# My GF tank



## Camper (Feb 7, 2009)

I bought the tank for my gf as a gift. And special thanks to Clock906 for the Java moss and Atclarkson for the Moss Ball.

The first day I got the tank.









After some gravel and switch my Aqua clear 20 to a Eheim 2206.









And current pics of the tank









































And here is a shot of my tank with 10 bella shark.


----------



## Ciddian (Mar 15, 2006)

ohh wonderful!

Does she like it?? I do! ^^


----------



## Camper (Feb 7, 2009)

Ya she likes it alot, and I'm also planning to add more plants to it later on.


----------



## Darkblade48 (Jan 28, 2008)

Wow, 10 Bala Sharks?
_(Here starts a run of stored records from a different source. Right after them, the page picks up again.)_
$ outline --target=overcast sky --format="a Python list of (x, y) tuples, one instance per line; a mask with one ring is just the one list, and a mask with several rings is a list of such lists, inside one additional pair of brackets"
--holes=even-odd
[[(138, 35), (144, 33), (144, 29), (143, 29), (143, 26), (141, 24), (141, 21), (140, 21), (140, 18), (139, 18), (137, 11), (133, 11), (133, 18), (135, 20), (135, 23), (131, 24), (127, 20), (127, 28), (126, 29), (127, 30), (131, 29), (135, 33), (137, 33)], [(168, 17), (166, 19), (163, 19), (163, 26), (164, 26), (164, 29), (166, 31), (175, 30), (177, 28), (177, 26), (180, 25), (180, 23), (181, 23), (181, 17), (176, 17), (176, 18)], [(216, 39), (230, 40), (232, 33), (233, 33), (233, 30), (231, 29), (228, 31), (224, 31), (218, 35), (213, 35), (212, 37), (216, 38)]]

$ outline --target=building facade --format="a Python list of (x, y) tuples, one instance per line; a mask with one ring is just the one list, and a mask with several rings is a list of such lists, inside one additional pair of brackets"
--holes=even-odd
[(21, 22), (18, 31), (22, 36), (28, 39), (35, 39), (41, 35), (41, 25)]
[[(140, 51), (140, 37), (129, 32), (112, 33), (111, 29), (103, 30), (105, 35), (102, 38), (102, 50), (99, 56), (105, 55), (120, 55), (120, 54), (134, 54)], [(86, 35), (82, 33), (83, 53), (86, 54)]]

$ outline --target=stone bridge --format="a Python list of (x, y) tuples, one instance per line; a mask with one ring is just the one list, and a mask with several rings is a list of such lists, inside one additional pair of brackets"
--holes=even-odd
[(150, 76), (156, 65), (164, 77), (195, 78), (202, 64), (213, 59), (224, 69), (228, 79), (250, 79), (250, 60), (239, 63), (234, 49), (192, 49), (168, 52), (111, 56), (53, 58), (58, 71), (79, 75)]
You do know they can grow to about a foot in length each, right?


----------



## atclarkson (Jan 22, 2009)

haha, moss ball looks great! nice little tank.


----------



## twoheadedfish (May 10, 2008)

GF tank? doesn't she mind being stuffed into such a small space?


----------



## Camper (Feb 7, 2009)

ya the moss ball looks good, and I think is getting bigger lol. 
She doesn't mind the small tank since her room don't have much space


----------



## twoheadedfish (May 10, 2008)

i kid, i kid. i have a TINY apartment. all four of my "bedroom" walls touch my bed. i love small tanks.


----------